This delicious recipe is adapted from award-winning chef and food writer Jennifer McLagan. It's a variation on the classic Pommes Anna, a "cake" made with thinly sliced potatoes drizzled with butter and baked in a pan. This version is made with sweet potatoes, butternut squash, and apple, in addition to potatoes with our Graisse de Canard instead of butter. The rich, complex, sweet and savory flavors make this dish sing. It's the perfect partner for roasted poultry or meat and can be prepared in advance and reheated in the oven.
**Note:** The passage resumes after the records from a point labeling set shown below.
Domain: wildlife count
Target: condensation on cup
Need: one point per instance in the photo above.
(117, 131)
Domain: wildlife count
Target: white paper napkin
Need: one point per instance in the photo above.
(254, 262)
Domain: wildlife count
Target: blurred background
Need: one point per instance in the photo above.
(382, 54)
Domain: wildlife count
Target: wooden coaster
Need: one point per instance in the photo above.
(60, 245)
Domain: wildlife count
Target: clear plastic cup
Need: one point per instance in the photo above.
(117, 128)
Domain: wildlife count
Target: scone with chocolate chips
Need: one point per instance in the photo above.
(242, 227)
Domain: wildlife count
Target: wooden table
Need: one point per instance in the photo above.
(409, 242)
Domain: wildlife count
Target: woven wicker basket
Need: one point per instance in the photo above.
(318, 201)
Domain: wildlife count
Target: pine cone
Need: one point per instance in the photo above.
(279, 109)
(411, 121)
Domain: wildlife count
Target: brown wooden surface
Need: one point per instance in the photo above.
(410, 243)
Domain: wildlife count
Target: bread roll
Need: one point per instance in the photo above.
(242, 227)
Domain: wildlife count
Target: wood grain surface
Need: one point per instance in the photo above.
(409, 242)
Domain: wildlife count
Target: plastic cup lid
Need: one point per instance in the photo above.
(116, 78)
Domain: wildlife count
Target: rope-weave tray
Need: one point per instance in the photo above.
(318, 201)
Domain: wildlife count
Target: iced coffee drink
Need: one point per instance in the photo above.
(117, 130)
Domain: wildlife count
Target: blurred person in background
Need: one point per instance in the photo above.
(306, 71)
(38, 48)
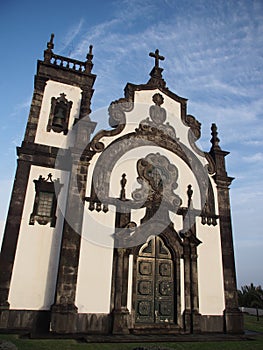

  • 1/3 cup (2 1/4 ounces) Graisse de Canard Gold®, melted
  • 3 potatoes
  • 1 large sweet potato
  • 1/2 medium-size butternut squash
  • 1 cooking apple
  • 1 bunch fresh thyme
  • Fine sea salt and freshly ground black pepper


  1. Preheat an oven to 375 degrees.  Brush an 8- to 9-inch cake pan with a little of the melted Graisse de Canard Gold® and line the bottom with a round of parchment paper.
  2. Peel the potatoes, sweet potato, and squash (remove the seeds from the squash) and cut them all into rounds 1/4 inch thick.  Peel and core the apple and slice it the same thickness as the vegetables.  This is an easy job if you have a mandoline.  If you don't have one, your slices might be thicker, which is fine, but the cake will take a little longer to cook.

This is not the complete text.